Over time backups will be deleted automatically. There will remain one backup for each of the last 7 days, each of the last 4 weeks, each of the last 12 months. There will always be at least one remaining backup.
You can also set custom retention. Example: 2D:U,1W:1D,4W:1W,36M:1M works fine for me.
You can find more explanation of retention policy in this post
Thanks. I tried adding keep-time as your link suggested, but it produces an error stating that you can’t have both keep-time and a retention policy.
Looking at my older backup tasks none of them have backup sets older than 1 year, so I guess they are being removed and any files deleted longer than 1 year ago with them.
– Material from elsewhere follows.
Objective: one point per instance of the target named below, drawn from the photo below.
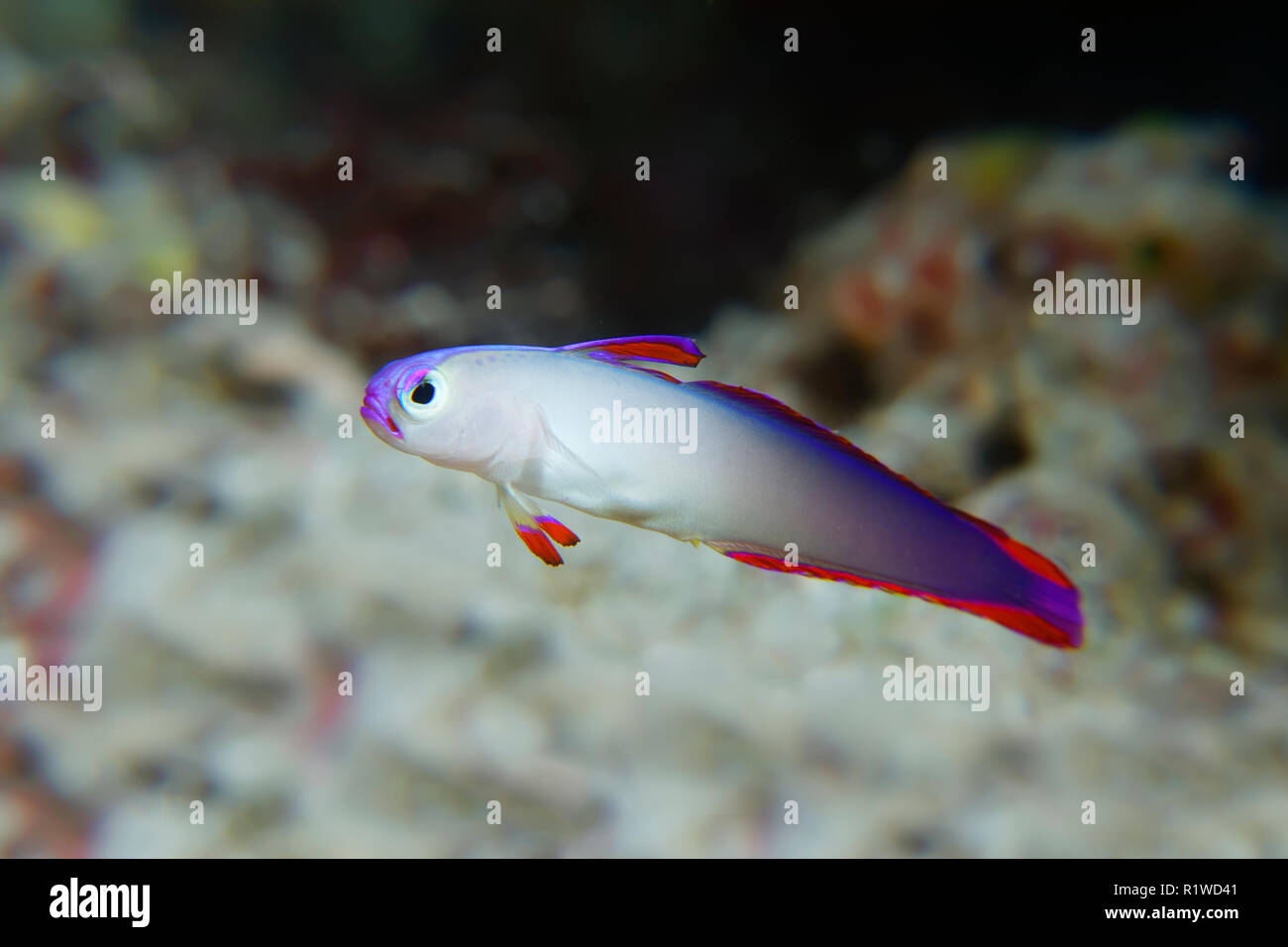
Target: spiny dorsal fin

We had some good discussions how the feature works, we have introduced that backups outside the specified time frame get deleted, and we had some more weeks with no complaints that anything was seriously broken. This should be sufficient to let this optional feature pass to “experimental”.
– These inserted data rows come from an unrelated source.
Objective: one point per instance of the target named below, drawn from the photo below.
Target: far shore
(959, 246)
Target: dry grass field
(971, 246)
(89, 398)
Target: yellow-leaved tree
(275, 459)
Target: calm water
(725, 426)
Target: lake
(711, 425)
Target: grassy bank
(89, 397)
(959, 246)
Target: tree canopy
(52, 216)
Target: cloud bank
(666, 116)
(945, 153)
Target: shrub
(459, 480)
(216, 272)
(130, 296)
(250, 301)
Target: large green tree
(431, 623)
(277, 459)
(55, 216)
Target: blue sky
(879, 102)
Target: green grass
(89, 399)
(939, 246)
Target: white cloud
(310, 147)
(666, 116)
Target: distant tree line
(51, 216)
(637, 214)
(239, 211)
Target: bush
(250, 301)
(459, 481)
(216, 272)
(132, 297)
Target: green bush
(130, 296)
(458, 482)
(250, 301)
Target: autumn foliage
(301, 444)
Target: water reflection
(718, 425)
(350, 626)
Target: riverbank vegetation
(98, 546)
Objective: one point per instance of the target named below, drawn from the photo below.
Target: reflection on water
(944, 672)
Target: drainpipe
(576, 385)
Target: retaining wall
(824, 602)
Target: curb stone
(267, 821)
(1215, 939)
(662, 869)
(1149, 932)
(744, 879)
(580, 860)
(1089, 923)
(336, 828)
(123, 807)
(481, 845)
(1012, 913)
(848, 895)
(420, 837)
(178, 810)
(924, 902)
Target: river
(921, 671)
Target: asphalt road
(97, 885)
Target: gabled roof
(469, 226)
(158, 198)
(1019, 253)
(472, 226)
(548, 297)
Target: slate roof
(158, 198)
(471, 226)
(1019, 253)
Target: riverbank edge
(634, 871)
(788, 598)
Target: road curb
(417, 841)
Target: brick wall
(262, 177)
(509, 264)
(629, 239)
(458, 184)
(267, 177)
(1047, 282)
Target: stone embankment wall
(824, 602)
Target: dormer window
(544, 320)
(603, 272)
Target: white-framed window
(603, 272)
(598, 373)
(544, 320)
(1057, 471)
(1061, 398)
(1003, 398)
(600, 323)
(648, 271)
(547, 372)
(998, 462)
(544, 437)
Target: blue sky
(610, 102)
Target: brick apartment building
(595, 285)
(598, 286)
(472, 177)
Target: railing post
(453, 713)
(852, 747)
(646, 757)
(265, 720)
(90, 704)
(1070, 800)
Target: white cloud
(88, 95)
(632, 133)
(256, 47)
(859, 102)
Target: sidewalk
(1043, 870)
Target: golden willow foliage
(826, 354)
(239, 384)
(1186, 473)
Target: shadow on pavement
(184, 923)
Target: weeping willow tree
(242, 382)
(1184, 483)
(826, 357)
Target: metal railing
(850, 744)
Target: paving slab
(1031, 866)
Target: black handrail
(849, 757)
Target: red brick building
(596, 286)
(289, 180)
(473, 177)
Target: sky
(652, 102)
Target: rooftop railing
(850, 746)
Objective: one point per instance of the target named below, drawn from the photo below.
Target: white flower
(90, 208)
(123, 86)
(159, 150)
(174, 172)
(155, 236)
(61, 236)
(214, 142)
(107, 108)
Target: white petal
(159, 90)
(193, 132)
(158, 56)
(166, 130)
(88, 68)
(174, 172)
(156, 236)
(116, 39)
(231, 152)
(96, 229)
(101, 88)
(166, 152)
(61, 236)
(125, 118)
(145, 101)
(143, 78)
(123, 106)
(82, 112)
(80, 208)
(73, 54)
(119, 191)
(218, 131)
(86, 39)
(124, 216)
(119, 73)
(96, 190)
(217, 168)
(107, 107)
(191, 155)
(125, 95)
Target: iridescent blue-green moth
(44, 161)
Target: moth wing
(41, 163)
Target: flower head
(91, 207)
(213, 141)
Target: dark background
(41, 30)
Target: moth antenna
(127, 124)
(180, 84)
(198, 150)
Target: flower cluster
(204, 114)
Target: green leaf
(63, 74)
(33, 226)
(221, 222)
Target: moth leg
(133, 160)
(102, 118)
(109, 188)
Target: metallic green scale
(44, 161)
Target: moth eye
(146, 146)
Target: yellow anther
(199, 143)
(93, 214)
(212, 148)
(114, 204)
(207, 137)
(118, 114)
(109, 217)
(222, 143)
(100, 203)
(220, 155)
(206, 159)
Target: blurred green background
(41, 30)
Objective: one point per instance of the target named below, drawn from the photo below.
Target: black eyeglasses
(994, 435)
--retention-policy now deletes backups that are outside of any time frame. No need to specify --keep-time as well. Help text was changed accordingly.
--retention-policy is now mutual exclusive to the other retention options --keep-time and --keep-version. Help text was changed accordingly.
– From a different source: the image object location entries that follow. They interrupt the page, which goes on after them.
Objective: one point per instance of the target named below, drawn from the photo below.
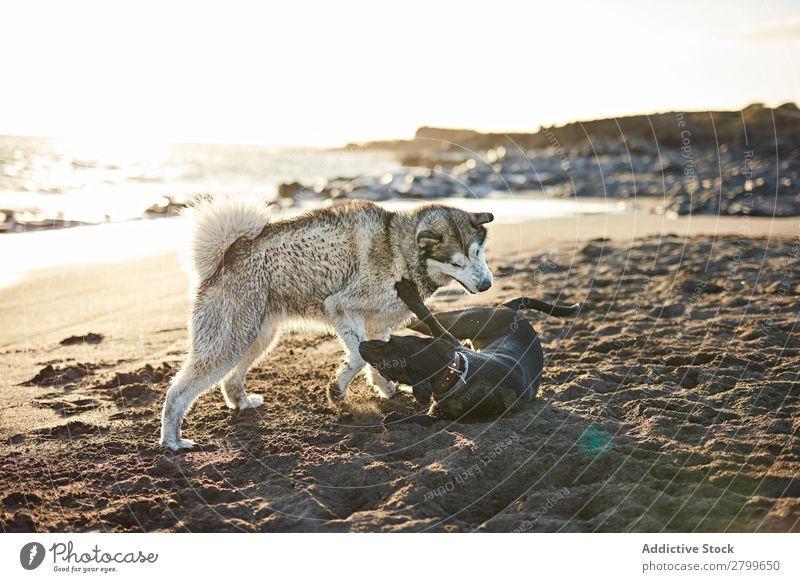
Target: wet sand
(671, 403)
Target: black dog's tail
(557, 310)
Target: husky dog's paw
(385, 389)
(178, 445)
(335, 395)
(381, 385)
(251, 401)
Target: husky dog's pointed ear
(479, 218)
(427, 239)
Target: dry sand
(670, 404)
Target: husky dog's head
(450, 243)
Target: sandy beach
(671, 403)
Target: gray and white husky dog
(332, 268)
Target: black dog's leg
(482, 324)
(529, 303)
(408, 292)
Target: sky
(328, 73)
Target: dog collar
(456, 370)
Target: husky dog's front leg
(352, 331)
(382, 386)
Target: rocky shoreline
(737, 163)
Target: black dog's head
(417, 362)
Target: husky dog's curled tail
(218, 222)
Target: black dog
(464, 383)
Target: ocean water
(111, 186)
(43, 178)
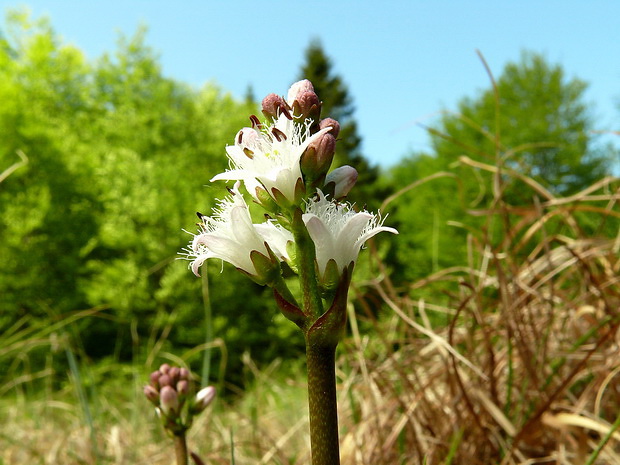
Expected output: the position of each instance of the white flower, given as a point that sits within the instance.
(230, 235)
(338, 232)
(270, 158)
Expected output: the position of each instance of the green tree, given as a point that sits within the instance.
(537, 125)
(119, 156)
(338, 104)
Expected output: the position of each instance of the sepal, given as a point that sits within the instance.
(330, 327)
(290, 310)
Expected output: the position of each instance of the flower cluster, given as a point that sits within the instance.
(172, 391)
(284, 164)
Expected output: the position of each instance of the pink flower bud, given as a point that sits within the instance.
(273, 105)
(174, 375)
(164, 380)
(331, 123)
(183, 387)
(151, 394)
(154, 377)
(298, 88)
(344, 178)
(318, 157)
(169, 400)
(307, 105)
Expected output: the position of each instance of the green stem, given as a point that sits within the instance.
(280, 285)
(180, 449)
(323, 405)
(312, 302)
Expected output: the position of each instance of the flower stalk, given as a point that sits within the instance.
(284, 165)
(322, 403)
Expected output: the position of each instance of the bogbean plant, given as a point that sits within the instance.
(310, 232)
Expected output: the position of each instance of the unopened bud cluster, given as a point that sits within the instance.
(303, 106)
(173, 393)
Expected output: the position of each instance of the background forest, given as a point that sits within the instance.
(106, 161)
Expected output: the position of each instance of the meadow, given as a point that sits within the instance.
(486, 332)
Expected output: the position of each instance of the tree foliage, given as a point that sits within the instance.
(119, 156)
(337, 103)
(534, 124)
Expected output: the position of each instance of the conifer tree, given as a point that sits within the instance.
(338, 104)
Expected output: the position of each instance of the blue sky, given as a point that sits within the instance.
(404, 61)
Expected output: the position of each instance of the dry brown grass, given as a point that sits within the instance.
(525, 368)
(528, 370)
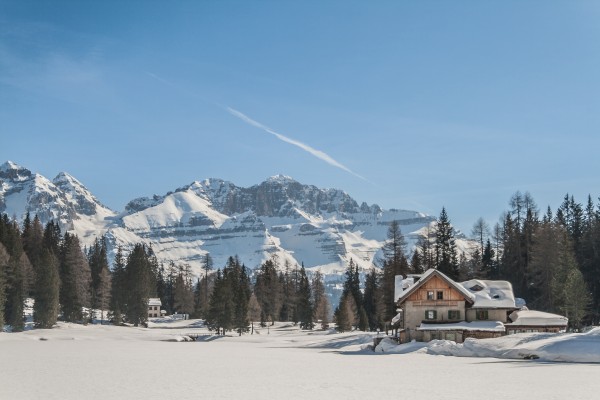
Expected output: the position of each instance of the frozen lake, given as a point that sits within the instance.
(105, 362)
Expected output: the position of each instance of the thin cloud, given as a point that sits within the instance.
(317, 153)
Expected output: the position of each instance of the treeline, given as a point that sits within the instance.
(238, 298)
(552, 259)
(68, 281)
(77, 285)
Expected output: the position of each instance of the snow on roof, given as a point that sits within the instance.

--retention-policy now complies with --allow-full-removal, deleting even the most recent backup, if it’s outside of any time frame
It’s automated if you can express it with one of the retention policies, e.g. are willing to say how long the backup should retain old versions of files to guard against unwanted deletions or changes. If it’s noticed soon that some files got backed up that you don’t want, an easier and safer-than-purge way is to delete entire unwanted backup version right then with The DELETE command. The latest version is always 0.
This method isn’t selective, so make sure that you leave enough recent backups to feel comfortable for other files, but from a storage point of view it might be more attractive than typing up space a long time.
Purge is fast too, but if you mis-aim a purge-these-files-in-all-versions you can seriously harm a backup.
Thanks. I wasn’t sure based on what the UI said:
Over time backups will be deleted automatically. There will remain one backup for each of the last 7 days, each of the last 4 weeks, each of the last 12 months. There will always be at least one remaining backup.
The bit in bold is confusing, I took it to mean that there will always be at least one copy of a file that was backed up. I guess it means that there will always be at least one backup set, even if that set is outside the timeframe.
Not quite. None of this is per-file. Running a backup makes a version that has the source files present then. There is a general safeguard against deleting all the versions. This can be overridden by allow-full-removal.
Unless overridden, neither the delete command nor retention will delete the last one, but you’d have to get pretty clever (or maybe unlucky) to get near that. Retention (smart or custom) keeps most recent backup, exempting it from the interval rules because it would make no sense to create it then immediately delete it.
That would take some hard work (or maybe an accident…) to get even close to. More likely the surviving version (without allow-full-removal) is the one that was just run , not the one outside all time frames.